Scrivere di uno spettacolo d’improvvisazione non è semplice, anzitutto perché in questo caso sembra stonare la parola stessa di spettacolo, che rimanda, intuitivamente, a qualcosa di pensato, elaborato, organizzato e ripetuto nel tempo (senza nulla togliere al principio artistico secondo cui ogni esibizione non è mai identica alla precedente, quand’anche si recitino le stesse battute). Certo, anche nel caso dell’improvvisazione ciò che scaturisce dall’interazione degli attori è pensato, elaborato e organizzato, solo che il tutto avviene in una frazione di secondo e non c’è modo di prevedere cosa succederà dopo, le situazioni possono assumere infinite pieghe, ogni battuta vive una sola vita. È una sfida continua che ricomincia alla fine di ogni turno di parola e coinvolge tutti, nessuno escluso.
Ma allora, a dispetto di tanta fatica, quale sarà la ricompensa? Che cosa rende questa forma d’arte così singolare? La magia che riesce a creare nell’unire, in un flusso costante di emozioni, attori e spettatori, ridisegnando il teatro come un unico spazio di finzione in cui l’antitesi artista-fruitore si assottiglia notevolmente: ed è una opinione che si rafforza, dopo aver assistito ad Uno contro tutti, terzo incontro della rassegna Coffee Brecht.

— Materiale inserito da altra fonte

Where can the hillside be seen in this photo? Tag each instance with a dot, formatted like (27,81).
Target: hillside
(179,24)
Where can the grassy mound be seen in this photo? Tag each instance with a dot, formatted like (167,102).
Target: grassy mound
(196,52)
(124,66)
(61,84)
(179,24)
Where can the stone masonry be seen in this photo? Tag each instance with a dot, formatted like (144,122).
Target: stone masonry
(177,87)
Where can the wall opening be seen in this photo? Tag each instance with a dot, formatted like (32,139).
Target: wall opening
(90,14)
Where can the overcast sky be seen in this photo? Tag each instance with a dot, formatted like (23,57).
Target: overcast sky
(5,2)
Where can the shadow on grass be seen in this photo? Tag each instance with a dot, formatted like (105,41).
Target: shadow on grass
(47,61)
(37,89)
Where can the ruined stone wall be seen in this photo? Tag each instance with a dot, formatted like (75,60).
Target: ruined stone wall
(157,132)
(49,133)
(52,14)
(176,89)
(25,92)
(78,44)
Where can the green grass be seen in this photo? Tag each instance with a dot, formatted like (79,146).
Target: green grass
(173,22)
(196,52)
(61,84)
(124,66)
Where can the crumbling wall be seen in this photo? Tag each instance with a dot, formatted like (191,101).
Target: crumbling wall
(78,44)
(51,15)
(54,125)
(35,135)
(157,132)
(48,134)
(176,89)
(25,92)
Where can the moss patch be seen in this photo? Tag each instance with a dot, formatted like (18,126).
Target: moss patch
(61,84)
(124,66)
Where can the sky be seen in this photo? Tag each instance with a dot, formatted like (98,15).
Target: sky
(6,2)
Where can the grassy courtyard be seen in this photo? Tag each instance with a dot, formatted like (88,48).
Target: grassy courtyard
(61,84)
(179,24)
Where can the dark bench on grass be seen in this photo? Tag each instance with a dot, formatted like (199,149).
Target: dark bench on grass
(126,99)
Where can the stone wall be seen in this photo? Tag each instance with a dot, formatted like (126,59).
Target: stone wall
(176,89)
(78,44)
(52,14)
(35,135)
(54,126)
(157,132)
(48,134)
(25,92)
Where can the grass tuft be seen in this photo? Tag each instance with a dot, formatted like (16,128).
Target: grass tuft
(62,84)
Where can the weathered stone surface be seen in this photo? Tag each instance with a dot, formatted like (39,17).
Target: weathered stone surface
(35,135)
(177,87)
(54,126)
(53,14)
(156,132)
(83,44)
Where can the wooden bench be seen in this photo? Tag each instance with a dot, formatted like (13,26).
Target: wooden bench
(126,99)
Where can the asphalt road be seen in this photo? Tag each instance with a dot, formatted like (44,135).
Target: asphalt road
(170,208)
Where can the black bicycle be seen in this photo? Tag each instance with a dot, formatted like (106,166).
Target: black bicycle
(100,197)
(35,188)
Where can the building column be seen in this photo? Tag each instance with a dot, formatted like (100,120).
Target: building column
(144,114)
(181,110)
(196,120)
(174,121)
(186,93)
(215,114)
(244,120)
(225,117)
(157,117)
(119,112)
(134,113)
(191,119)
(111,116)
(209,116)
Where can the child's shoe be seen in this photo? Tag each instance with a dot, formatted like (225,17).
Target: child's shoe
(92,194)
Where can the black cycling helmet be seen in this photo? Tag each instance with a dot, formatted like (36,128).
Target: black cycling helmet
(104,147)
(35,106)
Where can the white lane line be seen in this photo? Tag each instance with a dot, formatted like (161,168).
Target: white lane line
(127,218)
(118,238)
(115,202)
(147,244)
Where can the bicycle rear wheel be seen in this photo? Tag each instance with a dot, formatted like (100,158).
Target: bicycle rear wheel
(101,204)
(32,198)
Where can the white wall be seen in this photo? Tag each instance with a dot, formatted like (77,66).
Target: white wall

Uno contro tutti ha i caratteri di quella che si definirebbe una long form: viene chiesto al pubblico un suggerimento, una parola da cui partire per sviluppare successivamente la performance. Il pubblico del Nostos sceglie “fuoco” e non ha esitazioni nel motivare questa scelta collegando la parola ad una costellazione di idee e concetti. Poi tace. Un solo attore resta al centro del palcoscenico e si prepara a dare il La: da questo momento in poi, gli altri artisti si inseriranno arbitrariamente all’interno dell’azione seguendo l’input e senza mai lasciare vuota la scena.
È il siciliano Mico Pugliares l’uno contro tutti, e i tutti sono i cinque allievi della scuola napoletana d’improvvisazione Coffee Brecht. Questo gruppo così ben assortito da vita ad una serie di storie che partono frammentate per poi trovare unità e compiutezza sul finale, tutte legate dal filo conduttore del suggerimento ricevuto all’inizio. I repentini cambi di scena sono gestiti con equilibrio, spesso anche con molta eleganza. Gli attori e il pubblico assistono all’evolversi dei fatti, entrambi finiscono col condividere attesa e trepidazione, curiosità e partecipazione. Persino i rapidissimi momenti di incertezza sono condivisi bonariamente e le gag acquistano un valore aggiunto perché spontanee e perché divertono chi recita ancor prima dello spettatore. Questa è la magia del teatro d’improvvisazione, questo ciò che giustifica il feedback costante del pubblico che in chiusura si scatena con fragorosi applausi.